Issues with Maithili Language Output Using Whisper Multilanguage Tokenizer
Hello everyone,
I am currently working on a project involving speech recognition for the Maithili language, which is not natively supported by existing models. I am using OpenAI’s Whisper multilanguage tokenizer for this purpose. However, I am encountering an issue where the output generated by the model is not in Maithili but rather in other languages.
Details:
Model: Whisper (multilanguage tokenizer)
Language: Maithili (a language not previously trained on)
Issue: The output printed by the model is not in Maithili, but in other languages.
Could anyone suggest possible reasons for this issue and potential solutions to ensure that the model generates accurate output in Maithili? Any insights or recommendations on how to address this problem would be greatly appreciated.
The tag you want to add is fine-tuning, as that is the only way this is going to work, for an unsupported language with fewer native speakers than the population of California. There is no secret parameter to make it start working, and no accepting ISO codes not in the pretrained set.
If the input results in a coherent translation to other language rather than imaginings, that would be thought provoking of what small amount of data there may already be in OpenAI’s whisper-2 being used.
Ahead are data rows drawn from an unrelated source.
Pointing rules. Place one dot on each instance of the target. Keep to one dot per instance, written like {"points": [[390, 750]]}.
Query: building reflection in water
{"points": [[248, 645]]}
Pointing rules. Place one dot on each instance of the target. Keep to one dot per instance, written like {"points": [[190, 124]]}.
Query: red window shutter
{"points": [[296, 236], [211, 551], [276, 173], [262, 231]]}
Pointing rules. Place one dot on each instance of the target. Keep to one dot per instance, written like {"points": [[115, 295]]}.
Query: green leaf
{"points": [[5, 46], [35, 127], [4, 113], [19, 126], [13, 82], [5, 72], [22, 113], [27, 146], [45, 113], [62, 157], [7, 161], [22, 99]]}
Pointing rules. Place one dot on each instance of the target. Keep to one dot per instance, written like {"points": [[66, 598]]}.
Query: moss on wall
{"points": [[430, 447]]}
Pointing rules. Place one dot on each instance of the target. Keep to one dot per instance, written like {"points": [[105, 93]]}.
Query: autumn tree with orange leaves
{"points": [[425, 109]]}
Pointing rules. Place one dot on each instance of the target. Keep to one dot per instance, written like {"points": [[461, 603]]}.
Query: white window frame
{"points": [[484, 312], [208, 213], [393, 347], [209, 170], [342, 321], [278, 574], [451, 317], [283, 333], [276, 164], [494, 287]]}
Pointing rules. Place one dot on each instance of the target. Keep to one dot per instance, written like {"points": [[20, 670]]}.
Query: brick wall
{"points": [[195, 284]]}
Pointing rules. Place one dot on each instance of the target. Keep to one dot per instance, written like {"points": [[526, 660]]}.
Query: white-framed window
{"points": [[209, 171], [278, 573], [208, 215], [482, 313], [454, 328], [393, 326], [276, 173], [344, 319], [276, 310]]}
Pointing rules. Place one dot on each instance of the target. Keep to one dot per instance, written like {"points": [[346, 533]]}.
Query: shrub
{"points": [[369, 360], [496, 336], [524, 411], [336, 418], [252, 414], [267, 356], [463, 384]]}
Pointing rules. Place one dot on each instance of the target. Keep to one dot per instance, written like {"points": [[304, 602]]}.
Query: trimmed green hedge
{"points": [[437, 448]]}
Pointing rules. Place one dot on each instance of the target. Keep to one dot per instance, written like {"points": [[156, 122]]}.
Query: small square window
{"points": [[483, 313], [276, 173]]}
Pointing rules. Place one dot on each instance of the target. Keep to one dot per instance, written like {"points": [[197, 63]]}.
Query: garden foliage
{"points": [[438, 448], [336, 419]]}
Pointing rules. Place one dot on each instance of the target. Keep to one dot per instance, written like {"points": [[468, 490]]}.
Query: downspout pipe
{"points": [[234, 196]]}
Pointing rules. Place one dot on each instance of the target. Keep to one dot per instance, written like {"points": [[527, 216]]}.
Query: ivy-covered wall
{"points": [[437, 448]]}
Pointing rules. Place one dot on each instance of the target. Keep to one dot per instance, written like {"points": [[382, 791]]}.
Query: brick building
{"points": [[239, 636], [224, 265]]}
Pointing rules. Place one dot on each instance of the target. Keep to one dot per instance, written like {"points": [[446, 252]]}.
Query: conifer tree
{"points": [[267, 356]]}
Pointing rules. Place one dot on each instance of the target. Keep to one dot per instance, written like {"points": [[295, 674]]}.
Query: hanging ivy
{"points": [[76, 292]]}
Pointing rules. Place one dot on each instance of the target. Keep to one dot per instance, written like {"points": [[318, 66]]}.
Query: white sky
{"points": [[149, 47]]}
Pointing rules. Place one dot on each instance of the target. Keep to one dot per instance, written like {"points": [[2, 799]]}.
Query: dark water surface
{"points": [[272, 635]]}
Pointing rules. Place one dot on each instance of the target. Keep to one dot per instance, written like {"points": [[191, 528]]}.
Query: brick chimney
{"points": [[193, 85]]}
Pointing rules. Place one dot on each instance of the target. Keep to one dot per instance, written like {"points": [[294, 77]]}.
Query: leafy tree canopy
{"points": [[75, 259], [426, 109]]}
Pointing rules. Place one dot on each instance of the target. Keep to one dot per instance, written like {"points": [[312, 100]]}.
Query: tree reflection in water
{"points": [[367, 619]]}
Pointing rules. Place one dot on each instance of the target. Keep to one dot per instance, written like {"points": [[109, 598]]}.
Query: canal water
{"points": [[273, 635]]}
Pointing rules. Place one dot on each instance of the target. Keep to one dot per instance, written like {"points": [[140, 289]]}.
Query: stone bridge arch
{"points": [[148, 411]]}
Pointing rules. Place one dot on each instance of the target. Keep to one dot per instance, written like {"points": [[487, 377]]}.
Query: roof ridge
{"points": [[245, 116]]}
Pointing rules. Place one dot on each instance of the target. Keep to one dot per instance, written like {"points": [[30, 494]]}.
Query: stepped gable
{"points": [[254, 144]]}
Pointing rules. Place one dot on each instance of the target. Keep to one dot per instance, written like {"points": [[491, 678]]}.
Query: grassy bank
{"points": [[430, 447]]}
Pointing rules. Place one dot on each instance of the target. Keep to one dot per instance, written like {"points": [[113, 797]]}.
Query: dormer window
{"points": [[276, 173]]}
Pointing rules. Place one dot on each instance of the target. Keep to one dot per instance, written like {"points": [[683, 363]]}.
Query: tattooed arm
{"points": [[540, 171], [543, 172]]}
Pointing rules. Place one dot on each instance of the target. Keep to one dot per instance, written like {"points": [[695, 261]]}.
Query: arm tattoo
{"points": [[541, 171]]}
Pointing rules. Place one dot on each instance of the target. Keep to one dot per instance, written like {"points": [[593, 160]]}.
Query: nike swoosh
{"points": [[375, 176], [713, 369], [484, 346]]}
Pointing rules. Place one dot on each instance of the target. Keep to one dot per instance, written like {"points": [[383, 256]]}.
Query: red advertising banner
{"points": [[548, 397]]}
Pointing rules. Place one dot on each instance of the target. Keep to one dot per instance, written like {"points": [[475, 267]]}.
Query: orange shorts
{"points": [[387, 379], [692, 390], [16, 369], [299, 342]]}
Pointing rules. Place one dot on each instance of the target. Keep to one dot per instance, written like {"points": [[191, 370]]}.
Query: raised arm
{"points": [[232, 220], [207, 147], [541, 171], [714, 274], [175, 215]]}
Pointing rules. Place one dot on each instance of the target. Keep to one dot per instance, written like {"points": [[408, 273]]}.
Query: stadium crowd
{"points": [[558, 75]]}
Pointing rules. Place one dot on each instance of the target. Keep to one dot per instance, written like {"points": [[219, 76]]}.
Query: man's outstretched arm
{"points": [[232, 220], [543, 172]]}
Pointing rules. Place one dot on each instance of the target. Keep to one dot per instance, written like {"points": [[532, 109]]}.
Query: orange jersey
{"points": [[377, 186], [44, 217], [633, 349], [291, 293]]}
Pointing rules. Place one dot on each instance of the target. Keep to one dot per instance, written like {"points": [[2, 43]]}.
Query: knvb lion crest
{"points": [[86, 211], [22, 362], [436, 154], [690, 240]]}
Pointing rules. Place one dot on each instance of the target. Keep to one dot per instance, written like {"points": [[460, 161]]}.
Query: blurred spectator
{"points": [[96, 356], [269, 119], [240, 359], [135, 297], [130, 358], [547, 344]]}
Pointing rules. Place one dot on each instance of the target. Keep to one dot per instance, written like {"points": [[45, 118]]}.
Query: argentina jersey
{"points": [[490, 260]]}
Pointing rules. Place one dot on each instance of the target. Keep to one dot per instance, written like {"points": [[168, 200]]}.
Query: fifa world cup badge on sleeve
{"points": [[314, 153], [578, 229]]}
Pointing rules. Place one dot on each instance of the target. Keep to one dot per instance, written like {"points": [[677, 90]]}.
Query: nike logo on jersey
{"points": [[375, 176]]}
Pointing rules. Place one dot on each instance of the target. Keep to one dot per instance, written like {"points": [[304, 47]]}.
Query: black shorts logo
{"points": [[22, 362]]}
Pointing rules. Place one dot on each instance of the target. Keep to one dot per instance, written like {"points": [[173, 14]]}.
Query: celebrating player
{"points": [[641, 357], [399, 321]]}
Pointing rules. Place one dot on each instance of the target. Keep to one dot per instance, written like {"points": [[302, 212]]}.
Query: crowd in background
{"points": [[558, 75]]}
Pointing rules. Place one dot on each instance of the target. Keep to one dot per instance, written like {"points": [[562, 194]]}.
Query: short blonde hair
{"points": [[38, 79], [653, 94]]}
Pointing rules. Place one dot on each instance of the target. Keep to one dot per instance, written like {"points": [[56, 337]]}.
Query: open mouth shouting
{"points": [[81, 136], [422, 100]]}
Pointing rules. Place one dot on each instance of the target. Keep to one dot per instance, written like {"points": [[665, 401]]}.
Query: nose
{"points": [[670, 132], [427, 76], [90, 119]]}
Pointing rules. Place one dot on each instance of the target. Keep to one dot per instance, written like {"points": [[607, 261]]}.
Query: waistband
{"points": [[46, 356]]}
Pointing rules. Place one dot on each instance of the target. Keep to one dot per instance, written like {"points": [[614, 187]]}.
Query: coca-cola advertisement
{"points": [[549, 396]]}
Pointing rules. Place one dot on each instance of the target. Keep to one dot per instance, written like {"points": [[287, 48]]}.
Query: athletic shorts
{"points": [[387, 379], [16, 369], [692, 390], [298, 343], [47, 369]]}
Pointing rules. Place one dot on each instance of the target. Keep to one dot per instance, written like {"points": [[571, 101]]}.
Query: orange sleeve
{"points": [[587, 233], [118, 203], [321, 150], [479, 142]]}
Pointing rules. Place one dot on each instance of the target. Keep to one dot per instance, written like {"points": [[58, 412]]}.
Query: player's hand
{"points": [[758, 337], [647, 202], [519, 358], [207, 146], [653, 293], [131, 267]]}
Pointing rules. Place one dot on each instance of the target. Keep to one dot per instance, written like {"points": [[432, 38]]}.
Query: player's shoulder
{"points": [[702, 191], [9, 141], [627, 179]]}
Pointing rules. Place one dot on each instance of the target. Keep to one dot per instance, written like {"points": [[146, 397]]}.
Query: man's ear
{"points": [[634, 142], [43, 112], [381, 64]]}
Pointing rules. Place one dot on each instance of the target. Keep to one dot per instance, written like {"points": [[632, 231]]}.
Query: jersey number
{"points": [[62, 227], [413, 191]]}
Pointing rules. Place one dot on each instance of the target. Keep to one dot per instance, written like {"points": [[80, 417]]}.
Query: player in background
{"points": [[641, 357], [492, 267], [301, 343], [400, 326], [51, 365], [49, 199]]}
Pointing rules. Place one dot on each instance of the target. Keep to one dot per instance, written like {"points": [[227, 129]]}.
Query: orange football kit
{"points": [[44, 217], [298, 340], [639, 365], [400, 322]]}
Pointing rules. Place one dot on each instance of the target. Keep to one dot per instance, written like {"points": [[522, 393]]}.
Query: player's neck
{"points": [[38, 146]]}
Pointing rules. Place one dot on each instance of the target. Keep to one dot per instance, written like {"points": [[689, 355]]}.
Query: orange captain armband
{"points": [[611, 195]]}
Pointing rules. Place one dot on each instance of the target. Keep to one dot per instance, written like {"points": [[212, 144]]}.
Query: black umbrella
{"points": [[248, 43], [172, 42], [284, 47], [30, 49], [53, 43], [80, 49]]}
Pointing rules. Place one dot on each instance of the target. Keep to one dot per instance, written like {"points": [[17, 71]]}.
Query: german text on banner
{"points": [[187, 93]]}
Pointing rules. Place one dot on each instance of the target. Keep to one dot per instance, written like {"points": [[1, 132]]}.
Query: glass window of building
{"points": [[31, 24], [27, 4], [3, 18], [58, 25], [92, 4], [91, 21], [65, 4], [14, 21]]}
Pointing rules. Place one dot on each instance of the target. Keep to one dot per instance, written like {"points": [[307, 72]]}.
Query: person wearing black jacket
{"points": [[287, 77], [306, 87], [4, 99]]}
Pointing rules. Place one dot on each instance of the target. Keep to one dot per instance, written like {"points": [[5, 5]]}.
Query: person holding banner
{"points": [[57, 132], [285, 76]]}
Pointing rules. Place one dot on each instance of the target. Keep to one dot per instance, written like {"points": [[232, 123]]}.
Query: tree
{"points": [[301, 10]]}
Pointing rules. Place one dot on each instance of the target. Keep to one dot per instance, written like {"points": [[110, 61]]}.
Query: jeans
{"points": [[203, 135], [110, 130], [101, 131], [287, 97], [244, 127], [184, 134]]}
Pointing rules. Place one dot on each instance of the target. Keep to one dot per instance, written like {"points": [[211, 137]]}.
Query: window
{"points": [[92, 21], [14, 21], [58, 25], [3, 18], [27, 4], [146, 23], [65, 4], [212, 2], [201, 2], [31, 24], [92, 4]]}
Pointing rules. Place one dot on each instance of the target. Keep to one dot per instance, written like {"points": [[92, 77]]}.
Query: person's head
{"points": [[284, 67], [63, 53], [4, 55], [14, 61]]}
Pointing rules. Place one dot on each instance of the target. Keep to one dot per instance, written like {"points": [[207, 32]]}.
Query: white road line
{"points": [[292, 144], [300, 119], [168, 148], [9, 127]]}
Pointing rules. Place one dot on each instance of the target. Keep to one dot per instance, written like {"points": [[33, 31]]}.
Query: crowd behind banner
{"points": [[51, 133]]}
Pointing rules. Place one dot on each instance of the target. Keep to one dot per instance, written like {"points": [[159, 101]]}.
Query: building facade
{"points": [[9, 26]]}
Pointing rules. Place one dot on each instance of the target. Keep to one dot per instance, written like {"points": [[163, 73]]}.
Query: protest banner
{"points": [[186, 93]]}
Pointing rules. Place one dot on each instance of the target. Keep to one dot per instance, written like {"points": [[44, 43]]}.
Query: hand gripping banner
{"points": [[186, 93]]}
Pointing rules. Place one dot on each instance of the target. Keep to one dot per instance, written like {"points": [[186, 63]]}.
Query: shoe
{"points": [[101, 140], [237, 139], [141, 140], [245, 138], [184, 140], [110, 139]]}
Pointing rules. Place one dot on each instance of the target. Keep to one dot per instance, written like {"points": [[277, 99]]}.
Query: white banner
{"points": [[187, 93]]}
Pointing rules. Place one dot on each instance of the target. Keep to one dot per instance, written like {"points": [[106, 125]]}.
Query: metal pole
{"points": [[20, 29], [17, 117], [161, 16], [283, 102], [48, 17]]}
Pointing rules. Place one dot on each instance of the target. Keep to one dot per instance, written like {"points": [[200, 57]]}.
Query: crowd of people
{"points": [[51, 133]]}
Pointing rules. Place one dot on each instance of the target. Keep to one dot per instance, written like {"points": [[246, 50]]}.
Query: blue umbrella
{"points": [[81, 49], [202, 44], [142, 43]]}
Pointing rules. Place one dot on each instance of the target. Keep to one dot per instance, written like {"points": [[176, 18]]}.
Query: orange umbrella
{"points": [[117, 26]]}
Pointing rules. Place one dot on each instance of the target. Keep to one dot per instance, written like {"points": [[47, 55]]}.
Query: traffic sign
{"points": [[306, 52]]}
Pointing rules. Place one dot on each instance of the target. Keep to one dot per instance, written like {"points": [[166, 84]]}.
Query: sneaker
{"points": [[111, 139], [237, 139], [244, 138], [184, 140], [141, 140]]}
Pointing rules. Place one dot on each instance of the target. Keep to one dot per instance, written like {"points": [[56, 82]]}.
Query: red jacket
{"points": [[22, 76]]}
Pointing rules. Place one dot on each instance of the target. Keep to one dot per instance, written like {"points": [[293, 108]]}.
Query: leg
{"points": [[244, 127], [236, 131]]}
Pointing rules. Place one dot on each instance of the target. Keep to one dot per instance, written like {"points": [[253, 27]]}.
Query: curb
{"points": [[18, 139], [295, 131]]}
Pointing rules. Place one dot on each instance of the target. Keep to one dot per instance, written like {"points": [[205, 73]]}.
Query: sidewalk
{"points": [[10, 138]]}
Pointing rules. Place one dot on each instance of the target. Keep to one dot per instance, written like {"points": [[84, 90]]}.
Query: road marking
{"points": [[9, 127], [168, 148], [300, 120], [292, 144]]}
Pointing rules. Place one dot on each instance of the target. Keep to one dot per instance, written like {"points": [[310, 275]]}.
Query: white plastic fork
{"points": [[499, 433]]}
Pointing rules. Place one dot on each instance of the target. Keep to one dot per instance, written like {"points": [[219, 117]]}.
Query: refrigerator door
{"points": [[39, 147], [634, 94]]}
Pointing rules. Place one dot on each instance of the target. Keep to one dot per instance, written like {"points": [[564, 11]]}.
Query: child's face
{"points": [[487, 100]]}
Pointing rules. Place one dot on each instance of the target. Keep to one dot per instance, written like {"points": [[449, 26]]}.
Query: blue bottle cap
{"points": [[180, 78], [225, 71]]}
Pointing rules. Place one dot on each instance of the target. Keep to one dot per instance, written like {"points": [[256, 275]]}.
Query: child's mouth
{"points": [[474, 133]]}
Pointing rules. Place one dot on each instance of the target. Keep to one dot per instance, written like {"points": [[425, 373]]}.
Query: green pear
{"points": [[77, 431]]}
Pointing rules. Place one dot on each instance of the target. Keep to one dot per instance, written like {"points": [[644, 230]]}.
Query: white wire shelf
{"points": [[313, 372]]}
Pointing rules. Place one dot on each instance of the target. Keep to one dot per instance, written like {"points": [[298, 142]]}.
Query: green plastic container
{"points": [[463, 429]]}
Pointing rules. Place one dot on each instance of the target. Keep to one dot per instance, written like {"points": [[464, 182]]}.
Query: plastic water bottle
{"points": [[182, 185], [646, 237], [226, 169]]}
But little way to activate it except if you send 30 seconds where the first 10s were eloquently-spoken unmistakable distinguishable clear native language, along with lots of pre-prompt text that is written out in that language.
Fine-tune is a scale of a problem where you would want to enlist well funded resources interested in the overall project. The knowledge work required to produce data sets where there are none to be mined may be extensive. You must consider that hundreds or thousands of hours in 30 second snippets that are labeled data are required for the tuning to be of quality in a new-language case.
OpenAI API doesn’t support fine-tune of Whisper, but it is open-source.